Mastercard Investment Values MTN’s FinTech Group at $5.2 Billion

funding

South African telecom MTN now counts Mastercard among its investors.

The company announced Monday (Aug. 14) that the payments giant had agreed to a minority investment in its FinTech group, valuing that side of the company’s business at $5.2 billion.

At the same time, MTN made a commercial agreement with Mastercard “to support the acceleration and growth of our fintech business’s payments and remittance services,” the company said in a news release announcing its half-year earnings.

The news is happening during a time of increased investment in Africa’s mobile payments landscape, as telecoms move deeper into the FinTech space.

For example, last month saw the payments infrastructure TerraPay begin a cross-border remittance partnership with Kenyan telecommunications firm Safaricom.

This collaboration uses TerraPay’s remittance provider Mobex and allows more than 30 million M-PESA mobile wallet-holders in Kenya to send real-time payments to Bangladesh and Pakistan.
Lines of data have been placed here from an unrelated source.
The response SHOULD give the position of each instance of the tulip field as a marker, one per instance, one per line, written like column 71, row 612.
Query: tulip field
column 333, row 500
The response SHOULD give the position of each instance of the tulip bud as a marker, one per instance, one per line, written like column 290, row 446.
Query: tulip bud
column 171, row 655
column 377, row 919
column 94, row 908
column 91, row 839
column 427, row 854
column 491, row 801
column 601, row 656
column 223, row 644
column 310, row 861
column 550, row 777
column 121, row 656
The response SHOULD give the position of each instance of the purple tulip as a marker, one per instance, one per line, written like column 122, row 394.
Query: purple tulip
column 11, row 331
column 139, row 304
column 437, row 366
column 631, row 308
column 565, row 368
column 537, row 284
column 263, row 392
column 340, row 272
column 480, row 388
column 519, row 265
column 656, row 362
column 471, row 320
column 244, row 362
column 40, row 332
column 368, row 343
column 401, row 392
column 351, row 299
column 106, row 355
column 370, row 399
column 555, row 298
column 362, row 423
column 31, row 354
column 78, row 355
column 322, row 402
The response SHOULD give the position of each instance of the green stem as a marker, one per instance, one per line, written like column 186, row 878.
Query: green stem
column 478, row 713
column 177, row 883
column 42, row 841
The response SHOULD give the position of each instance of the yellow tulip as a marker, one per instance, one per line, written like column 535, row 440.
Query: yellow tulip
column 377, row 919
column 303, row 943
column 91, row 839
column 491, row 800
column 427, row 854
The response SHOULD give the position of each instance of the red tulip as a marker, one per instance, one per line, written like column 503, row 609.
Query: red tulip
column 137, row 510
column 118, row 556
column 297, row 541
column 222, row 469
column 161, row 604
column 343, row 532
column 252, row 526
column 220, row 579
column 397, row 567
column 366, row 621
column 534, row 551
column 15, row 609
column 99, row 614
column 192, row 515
The companies also indicated plans to bring the program to India and Nepal.

The majority of Africans have “embraced technology at scale and managed to leapfrog into the future of digital payments,” Praveksha Maharaj, director of partnerships MEA at Entersekt, told PYMNTS in an interview in July.

But in spite of the increasing popularity of electronic and digital channels in Africa’s financial sector, nearly half of the continent’s population still do not have a traditional bank account and make transactions using cash, putting up roadblocks to access to digital financial services.

Fragmented markets — Africa has 54 countries, more than 1.4 billion people and over 2,000 languages — add further complexity to the situation. There’s also the matter of varied currencies and banking systems creating obstacles for cross-border payments.

“It’s not a one-size-fits-all. It’s not like you could launch something and it would work in all countries,” she said.

Maharaj offered the example of mobile money transfer service M-Pesa, which she said “failed in South Africa, but it’s thriving in East Africa.”

Despite these challenges, Maharaj believes the strong growth in digital payments that Africa has seen in the past decade will continue to foster innovation there and inspire others worldwide.

“I’m very hopeful and think it will continue to go in the right direction as we build solutions that meet customers at their point of need,” she said.